11. The ingredients of the offence of robbery with violence were as deduced from the above provision were clearly set out by the Court of Appeal in the case of OLUOCH –VS – REPUBLIC [1985] KLR where it was held that:

“Robbery with violence is committed in any of the following circumstances:

a. The offender is armed with any dangerous and offensive weapon or instrument; or

b. The offender is in company with one or more person or persons; or

c. At or immediately before or immediately after the time of the robbery the offender wounds, beats, strikes or uses other personal violence to any person…”

12. The use of the word “or” in the above definition means that proof of one of the above circumstancecs is sufficient to establish an offence under Section296(2) of the Penal Code.  In this case the complainant (PW1) testified that she was walking with PW3 and she (PW1) was holding her phone.  PW3 was ahead of her. PW1 then met the Appellant who held her left hand took her mobile phone and twisted her hand. She screamed in pain. The Appellant then pulled a sword from his waist and told her that he must have sex with her. PW1 and PW3 continued screaming and the Appellant then ran towards a farm where PW2 was working. PW3 also raised an alarm and several villagers responded and gave a chase. The villagers caught up with the Appellant, arrested him and took him to Nkondi AP Camp. PW1’s testimony was well corroborated by the testimonies of PW2 and PW3. The complainant’s phone and the sword the Appellant used to threaten the complainant were recovered and produced in evidence as P.Exh 1 and P. Exh 2 respectively.

13. PW4 was the investigating officer. He testified that on 05/12/2015, two (2) AP officers from Nkondi AP Camp escorted PW1 and the Appellant to Marimanti Police Station when PW1 booked a report of the incident. The AP Officers handed over an Itel mobile phone and a sword as exhibits recovered by members of public who had pursued the Appellant as he escaped from the scene of the crime.

14. The evidence adduced point to the fact that the Appellant was armed with a sword and robbed PW1 of her phone. In the circumstance I find that the prosecution did prove one of the circumstances of robbery with violence as contemplated under Section 296(2) of the Penal Code, which is the fact that the Appellant was armed with a dangerous and offensive weapon or instrument. This I find it sufficient to prove the offence. The fact that he was armed with the sword was well corroborated by the testimonies of PW1, 2 and 3.

Section 295 of the Penal Code defines robbery as follows:-

“ Any person who steals anything, and at or immediately before or immediately after the time of stealing it, uses or threatens to use actual violence to any person or property in order to obtain or to prevent or overcome resistance to it being stolen or retained, is guilty of the felony termed robbery.”

The section sets out two sets of circumstances which constitute the offence of robbery.

These are:

(i ) The act of stealing anything from a victim.

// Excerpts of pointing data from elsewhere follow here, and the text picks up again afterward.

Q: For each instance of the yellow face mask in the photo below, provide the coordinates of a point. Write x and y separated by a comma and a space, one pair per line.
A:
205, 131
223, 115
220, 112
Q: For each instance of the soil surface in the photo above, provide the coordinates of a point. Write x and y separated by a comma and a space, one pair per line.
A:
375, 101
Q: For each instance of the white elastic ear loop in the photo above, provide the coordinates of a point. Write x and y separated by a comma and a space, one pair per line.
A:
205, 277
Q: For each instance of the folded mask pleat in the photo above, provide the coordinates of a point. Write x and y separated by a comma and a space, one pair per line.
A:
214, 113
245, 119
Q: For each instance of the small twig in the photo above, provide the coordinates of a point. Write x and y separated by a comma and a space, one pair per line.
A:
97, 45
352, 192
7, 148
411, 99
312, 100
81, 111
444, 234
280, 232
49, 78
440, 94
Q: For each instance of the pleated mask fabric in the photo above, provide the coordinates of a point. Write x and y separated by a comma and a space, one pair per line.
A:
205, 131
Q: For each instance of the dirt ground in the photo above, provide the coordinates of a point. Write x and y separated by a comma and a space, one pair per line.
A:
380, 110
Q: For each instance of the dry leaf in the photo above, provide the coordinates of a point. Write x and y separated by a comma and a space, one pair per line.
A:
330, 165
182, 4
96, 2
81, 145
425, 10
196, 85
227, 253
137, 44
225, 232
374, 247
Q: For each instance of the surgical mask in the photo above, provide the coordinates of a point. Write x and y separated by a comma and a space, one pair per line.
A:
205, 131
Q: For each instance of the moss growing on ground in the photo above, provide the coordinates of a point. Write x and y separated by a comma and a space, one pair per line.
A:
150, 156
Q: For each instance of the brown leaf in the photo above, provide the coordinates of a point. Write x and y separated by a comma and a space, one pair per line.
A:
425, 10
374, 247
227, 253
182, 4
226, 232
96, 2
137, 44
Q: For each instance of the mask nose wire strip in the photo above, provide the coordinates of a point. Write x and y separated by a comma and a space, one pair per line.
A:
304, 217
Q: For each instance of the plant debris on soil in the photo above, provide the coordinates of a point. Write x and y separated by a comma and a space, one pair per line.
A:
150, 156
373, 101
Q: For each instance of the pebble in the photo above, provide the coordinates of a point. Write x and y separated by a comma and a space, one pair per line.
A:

Or

(ii) Use of threat or actual violence to any person or   property immediately before or immediately after stealing in order to retain or obtain the stolen item or prevent or overcome resistance.

These ingridients were well articulated by the testimonies of the three witnesses.

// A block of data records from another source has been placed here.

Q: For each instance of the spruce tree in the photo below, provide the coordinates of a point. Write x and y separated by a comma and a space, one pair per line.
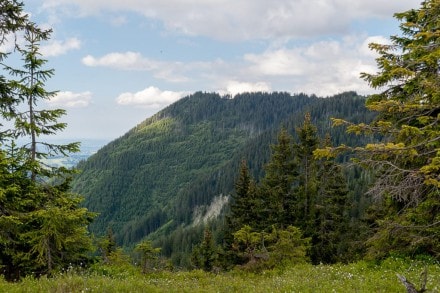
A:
307, 183
276, 186
407, 161
331, 227
42, 224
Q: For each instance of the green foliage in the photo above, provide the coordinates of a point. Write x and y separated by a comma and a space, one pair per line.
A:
42, 226
149, 255
154, 180
266, 250
406, 161
204, 255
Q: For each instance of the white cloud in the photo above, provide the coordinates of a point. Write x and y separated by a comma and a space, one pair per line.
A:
125, 61
56, 48
150, 97
323, 68
248, 19
172, 71
71, 100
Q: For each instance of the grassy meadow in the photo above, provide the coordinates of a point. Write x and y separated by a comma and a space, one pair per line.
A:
358, 277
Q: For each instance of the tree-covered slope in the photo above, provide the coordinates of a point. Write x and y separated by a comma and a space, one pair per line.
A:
156, 176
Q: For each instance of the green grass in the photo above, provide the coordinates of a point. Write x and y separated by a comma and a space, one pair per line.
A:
359, 277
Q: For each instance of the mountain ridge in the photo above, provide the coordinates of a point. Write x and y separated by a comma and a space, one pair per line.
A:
157, 175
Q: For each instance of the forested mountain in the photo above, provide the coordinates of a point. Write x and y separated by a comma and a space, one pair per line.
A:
175, 169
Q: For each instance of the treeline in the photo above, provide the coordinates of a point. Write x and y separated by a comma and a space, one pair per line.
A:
189, 153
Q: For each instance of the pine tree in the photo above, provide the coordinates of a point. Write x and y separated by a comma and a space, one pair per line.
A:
407, 162
307, 184
42, 224
331, 225
204, 255
276, 187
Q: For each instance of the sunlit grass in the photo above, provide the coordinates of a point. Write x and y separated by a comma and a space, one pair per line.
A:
359, 277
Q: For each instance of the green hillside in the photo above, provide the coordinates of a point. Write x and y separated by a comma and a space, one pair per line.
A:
165, 173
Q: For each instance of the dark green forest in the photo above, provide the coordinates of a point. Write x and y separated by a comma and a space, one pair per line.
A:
252, 182
168, 172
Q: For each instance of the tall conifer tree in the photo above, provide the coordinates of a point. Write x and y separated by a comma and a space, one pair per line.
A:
407, 162
42, 226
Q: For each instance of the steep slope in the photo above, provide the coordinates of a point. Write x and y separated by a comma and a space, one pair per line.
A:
167, 171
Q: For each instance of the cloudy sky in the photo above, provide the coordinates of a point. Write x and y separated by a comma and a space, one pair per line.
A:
117, 62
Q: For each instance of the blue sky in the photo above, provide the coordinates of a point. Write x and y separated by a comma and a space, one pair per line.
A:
117, 62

PW1 stated that “I was holding my phone as I walked.  I met Njagi.  He held my left hand and twisted it.  I felt pain.  I screamed.  He then pulled a sword from his waist and told me he must sex with me................... I called Jerimiah to help me recover my phone from appellant, the appellant threatened him with a sword.” This was confirmed by PW3 Purity Kendi.  As for PW2 he confirmed that he heard screams and on checking he met the appellant and PW1 and PW3 behind the appellant and PW1 pleaded with him to assist her recover her phone from the appellant.  The evidence is constistent and devoid of any inconsistencies, contradictions or confilicing testimonies.  The witnesses confirmed that there was use of violence (twisted hand), threat of violence (threat to use rape which is a form of violence) and stealing.  It was safe to rely on the testimonis of PW1, 2 & 3 and the trial magistrate cannot be faulted for relying on the evidence to convict.

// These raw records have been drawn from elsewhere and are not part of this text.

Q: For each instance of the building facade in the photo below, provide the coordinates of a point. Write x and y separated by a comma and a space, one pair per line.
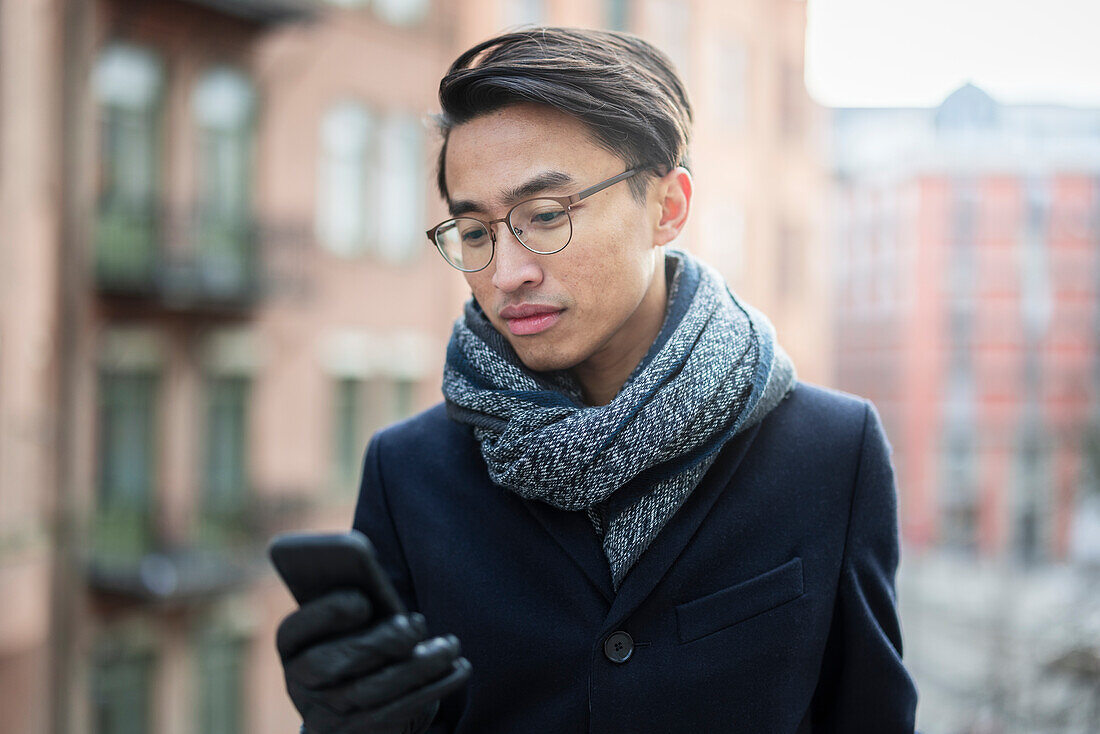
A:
968, 308
215, 286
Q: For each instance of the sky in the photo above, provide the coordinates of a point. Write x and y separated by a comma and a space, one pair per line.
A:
913, 53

15. In Keter versus Republic [2007] 1EA135 the court was categorical that:-

“The prosecution is not obligated to call a superfluity of witnesses, but only such witnesses as are sufficient to establish the charge beyond any reasonable doubt.”

The law requires that facts be proved by evidence, however no particular number of witnesses is required to proof a fact unless a provision in the law requires that a certain number of witnesses be called.  Section 143 of the Evidence Act(Cap 80 Laws of Kenya) provides as follows:-

“No particular number  of witnesses shall in the absence of any provison of law to the contrary be rewuired for the proof of any fact.”

In criminal trials, the burden to proof the charge beyond any reasonable doubts never leaves the prosecution’s backyard.  It behoves the prosecution to call witnesses to establish the facts beyond any reasonable doubts and discharge that burden.  It follows that it is the prosecution who determines the numbe of witnesses it will call in support of its case and present it before court.  The court will only fault the prosecution if it has failed to call a witness or witnesses through dishonesty, some ulterior motive or some bad faith.  This has not been alleged by the appellant.

16. In my view, the Appellant’s contention that the prosecution ought to have called the AP officers who escorted him to the police station or any of the members of public who arrested him is not well founded. The Appellant was properly identified by PW1, PW2 and PW3 as the perpetrator of the crime and their evidence was consistent and explained the circumstances of the Appellant’s arrest. As stated in the case of Keter (supra), I hold the view that the witnesses called were sufficient to prove the case against the Appellant. It was not necessary to call every person who saw what happened to come and give evidence.

17. As regards the contention by the Appellant that PW2 was framing him, it amounts to a mere allegation which was not put to the witness when he was cross-examined.  The appellant is holding on straws.  This ground must therefore fail.

18. The Appellant also contended that the trial court dismissed his defence without giving cogent reasons. At pages 44-45 of the Record of Appeal, the trial court did give due consideration to the Appellant’s defence which he found to be unworthy and subsequently dismissed it.

The trial magistrarte cannot faulted for arriving at that finding.  He had the opportunity not only to hear the defence but also to assess the demeanor of the appellant.  The trial magistrate found that prosecution witnesses were trustworthy, a fact which this court cannot disapprove.  In any case, having considered the evidence of the witnesses, I am satisfied that the finding was well founded.  The ground is without merits.

19. In the circumstances, I find that the prosecution did prove its case to the requisite standard that of beyond any reasonable doubts and as such, the trial magistrate was correct in imposing a conviction under section 296(2)of the Penal Code.

On the issue of the exhibits, that is mobile phone and sword.  There was evidence that they were recovered from the appellant and handed over to PW4.  There was no contradiction and failure to call the AP officers did not prejudice the prosecution case.  The offence was committed in broad day light and the witnesses were candid as to what transpired upto the recovery of the mobile phone and the sword.

Conclusion

20. Noting this appeal was only against the conviction, it is my view that the appeal lacks merit and is dismissed.

DATED, SIGNED AND DELIVERED AT CHUKA THIS 18TH DAY OF AUGUST, 2021

L.W. GITARI

JUDGE

18/8/2021

The Judgment has been read out in open court virtually.